It appeared to him at first that getting people to care was a big hurdle. We are bombarded with input on a daily basis, some of it is deliberately made up like tv drama for example. We perhaps don't always see the diamond among the glass because the glass is crafted to look exactly the same. No doubt, we hardly care about the characters on the screen, sure the stories tamper with our emotions and pull at our strings, but we don't involve ourselves more than perhaps a brief conversation over the ending credits. Real people don't have ending credits, and their stories don't warrant impersonal conversation. We want personal interaction, we crave it, we desire a sense of validation that we fit in somehow.
When Shala isn't contributing, he says he feels like he's in a “dark and gloomy place”. Yet with the arts, it's sometimes difficult to see how our work contributes. It's only when we get people saying to us that they understand and appreciate our art for themselves when we feel that we are contributing. Passive art is always powerful stuff, subconsciously we absorb all the images and phrases put before our eyes, so all the artists who feel underrated can take solace in this fact of life. It all nudges us in one direction or another, to varying degrees of freedom.
Tackling this issue for Shala was important. He wanted to assert a practical and clear benefit to his art. Maybe as assurance that he's not a narcissistic personality who knows the world would be better because of his random creations, he's looked towards real issues that actually do need our creative input. Solar power is one of those issues. Because of dirty fossil fuels and sinister nuclear power, the need for renewable and sustainable clean energy solutions is greater than ever. Being a Nigerian American, sunshine is something close to Shala's heart.

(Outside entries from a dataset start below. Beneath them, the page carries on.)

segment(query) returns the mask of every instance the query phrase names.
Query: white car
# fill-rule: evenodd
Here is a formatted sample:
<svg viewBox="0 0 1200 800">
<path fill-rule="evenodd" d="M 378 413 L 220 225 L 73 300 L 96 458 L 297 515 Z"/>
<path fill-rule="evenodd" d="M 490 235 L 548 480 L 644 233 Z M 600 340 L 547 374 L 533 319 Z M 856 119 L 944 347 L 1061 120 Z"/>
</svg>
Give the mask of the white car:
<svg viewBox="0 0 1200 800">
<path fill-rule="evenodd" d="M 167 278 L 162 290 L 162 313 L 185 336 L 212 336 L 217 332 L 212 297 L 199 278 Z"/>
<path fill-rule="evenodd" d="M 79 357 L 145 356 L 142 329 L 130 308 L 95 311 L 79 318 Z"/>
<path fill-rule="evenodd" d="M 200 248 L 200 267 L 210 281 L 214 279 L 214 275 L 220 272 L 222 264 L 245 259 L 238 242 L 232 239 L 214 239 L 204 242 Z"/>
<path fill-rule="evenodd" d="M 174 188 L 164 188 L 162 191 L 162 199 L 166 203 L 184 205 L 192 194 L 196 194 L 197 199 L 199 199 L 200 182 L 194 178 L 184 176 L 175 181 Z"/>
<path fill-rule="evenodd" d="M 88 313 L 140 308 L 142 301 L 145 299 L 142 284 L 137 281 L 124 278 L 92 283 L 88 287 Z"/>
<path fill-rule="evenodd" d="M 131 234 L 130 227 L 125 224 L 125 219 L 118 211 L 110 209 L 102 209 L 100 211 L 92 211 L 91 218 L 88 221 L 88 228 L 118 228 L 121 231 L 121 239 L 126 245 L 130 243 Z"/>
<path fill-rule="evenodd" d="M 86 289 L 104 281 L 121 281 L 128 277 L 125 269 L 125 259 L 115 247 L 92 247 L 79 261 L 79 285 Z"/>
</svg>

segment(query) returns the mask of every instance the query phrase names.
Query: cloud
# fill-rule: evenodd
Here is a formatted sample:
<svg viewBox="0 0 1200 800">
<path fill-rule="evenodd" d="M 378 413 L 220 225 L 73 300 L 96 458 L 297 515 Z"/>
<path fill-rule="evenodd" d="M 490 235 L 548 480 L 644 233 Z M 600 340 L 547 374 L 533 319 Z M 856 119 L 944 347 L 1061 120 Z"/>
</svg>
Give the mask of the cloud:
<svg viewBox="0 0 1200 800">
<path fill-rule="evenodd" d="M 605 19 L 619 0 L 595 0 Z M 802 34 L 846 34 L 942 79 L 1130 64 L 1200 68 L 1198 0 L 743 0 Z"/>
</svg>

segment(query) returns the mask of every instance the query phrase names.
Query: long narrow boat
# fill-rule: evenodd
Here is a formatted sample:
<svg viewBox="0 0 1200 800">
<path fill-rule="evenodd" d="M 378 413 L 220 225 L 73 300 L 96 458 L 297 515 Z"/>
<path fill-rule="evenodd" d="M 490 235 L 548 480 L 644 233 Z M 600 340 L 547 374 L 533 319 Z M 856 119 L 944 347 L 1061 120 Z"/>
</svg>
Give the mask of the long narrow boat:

Sculpting with solar panels and painting them with classy imagery is the genius idea that might just get people interested in not only Shala but solar power too. With the help of his techie friends at M.I.T., a porous film was developed that held the pigment and allowed light to pass through it. When we have sunshine we have power and when we have power we have progress. It's important to make sure the progress is in the right direction, ethical and responsible policies must replace the outdated self-serving and non-future proof dinosaurs that came out of the industrial revolution. We learned from those days about giving workers decent conditions, decent pay, and now we are learning about cleaning up our processes. Shala has found freedom by contributing and by putting his creativity into the equation. One without the other doesn't lead to freedom for him.